Last week we looked at the great semi-colon debate, which was a bit tongue-in-cheek (but only a bit!) Today we look at a real writing controversy, a little thing called backstory. Specifically, how much (if any) do you put in your opening pages?
You will find those who argue that there should be no backstory at all in those first chapters. Why not? Because, by definition, backstory is what has happened before your narrative opens, and you want to establish the action first, get the readers locked in on that.
This is, on the surface, sound advice. These days we do not have the leisure time, a la Dickens, to set the stage and do a ton of narrative summary up front. Or, a la Michener, begin with the protozoa of the pre-Cambrian earth and record their evolutionary development into the Texans of today.
I am an advocate of beginning with action (which doesn’t mean, necessarily, car chases or gun fights). The best openings, IMO, show a character in motion. And further, manifesting a “disturbance” to their ordinary world.

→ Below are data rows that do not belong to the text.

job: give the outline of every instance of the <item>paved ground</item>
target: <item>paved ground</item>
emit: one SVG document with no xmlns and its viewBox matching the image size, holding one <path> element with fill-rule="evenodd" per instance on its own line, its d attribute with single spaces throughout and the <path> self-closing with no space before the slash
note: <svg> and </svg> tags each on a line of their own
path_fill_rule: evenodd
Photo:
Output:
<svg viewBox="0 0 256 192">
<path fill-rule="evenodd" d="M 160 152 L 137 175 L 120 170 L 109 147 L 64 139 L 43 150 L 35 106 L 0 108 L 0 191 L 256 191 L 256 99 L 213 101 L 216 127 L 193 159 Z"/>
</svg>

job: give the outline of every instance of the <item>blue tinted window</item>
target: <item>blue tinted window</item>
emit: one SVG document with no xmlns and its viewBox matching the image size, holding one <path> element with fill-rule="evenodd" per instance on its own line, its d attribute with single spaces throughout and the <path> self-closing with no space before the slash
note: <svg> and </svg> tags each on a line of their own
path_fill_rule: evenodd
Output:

I tell writing students, “Act first, explain later.” A big mistake in many manuscripts is that chapter one carries too much exposition. The writer thinks the reader has to know a bunch of character background to understand the action. Mistake. Readers will wait a long time for the explanations when there’s a character in motion, facing a disturbance.
However, I believe in strategic backstory in the opening. I say strategic because you do have a strategy in your opening, one above all—bond your character with the reader.

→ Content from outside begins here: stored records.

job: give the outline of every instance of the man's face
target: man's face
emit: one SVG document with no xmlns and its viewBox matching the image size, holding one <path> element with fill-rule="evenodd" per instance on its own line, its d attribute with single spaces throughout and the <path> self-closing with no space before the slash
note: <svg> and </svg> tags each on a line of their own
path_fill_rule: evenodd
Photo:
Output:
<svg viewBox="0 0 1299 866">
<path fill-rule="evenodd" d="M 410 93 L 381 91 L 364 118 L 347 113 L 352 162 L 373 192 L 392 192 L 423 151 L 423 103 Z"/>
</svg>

Without that character bonding, readers are not going to care about the action, at least not as much as they should. Backstory, properly used, helps you get them into the character so there is an emotional connection. Fiction, above all, should create an emotional experience.
I also stress properly used. That means marbled within the action, not standing alone in large blocks over several pages.
The guys who do this really well also happen to be two of the bestselling novelists of our time, King and Koontz. You think that’s a coincidence?
So here’s the simple “rule.” Start with action. Let’s see a character in motion, doing something. Make sure there’s some trouble, even minor, on the page (disturbance) and then you can give us bite-sized bits, or several paragraphs (if you write them well!) of backstory.
An early Koontz (when he was using the pseudonym Leigh Nichols) is Twilight. It opens with a mother and her six-year-old son at a shopping mall (after an opening line that portends trouble, of course). On page one Koontz drops this in:
To Christine, Joey sometimes seemed to be a little old man in a six-year-old boy’s small body. Occasionally he said the most amazingly grown-up things, and he usually had the patience of an adult, and he was often wiser than his years.
But at other times, especially when he asked where his daddy was or why his daddy had gone away––or even when he didn’t ask but just stood there with the question shimmering in his eyes––he looked so innocent, fragile, so heartbreakingly vulnerable that she just had to grab him and hug him.
Koontz bonds us with this Lead through sympathy. We don’t know why the boy’s father isn’t there, but we don’t have to know right away, do we? In this way Koontz also creates a little mystery which makes us want to keep on reading.
Now, a word of warning when writing in first person POV. It’s much easier for the narrator to give us a backstory dump. But the “rule” remains the same: act first, explain later. To see how it’s done, check out the opening chapter of Harlan Coben’s Gone for Good, which begins:
Three days before her death, my mother told me – these weren’t her last words, but they were pretty close – that my brother was still alive.
We then cut to the mother’s funeral, and the narrator, Will Klein, leaving the house to walk through his old neighborhood. He has a specific place he’s going, the place where a terrible murder happened years before. Along the way he describes the setting and drops in some backstory, especially about one night when his big brother explained the “facts of life” to him from a ninth grader’s perspective. It’s a warm, human bit that creates sympathy. But Coben weaves it in with the action, which is about the narrator getting to the murder spot. That happens on the very next page. Very little time is lost to backstory.
Some time ago I interviewed Laura Caldwell, author of the Izzy McNeil series. She told me the following:
“I wish I’d known how to weave in background information instead of dumping it in big chunks. It’s still something I struggle with, although I think I’ve improved a lot. It’s a skill that has to constantly be refined so the background information which gets delivered reads and feels organic right at that point in the story.”
Good point from Laura.
How do you handle backstory in your opening pages? Are you strategic about it?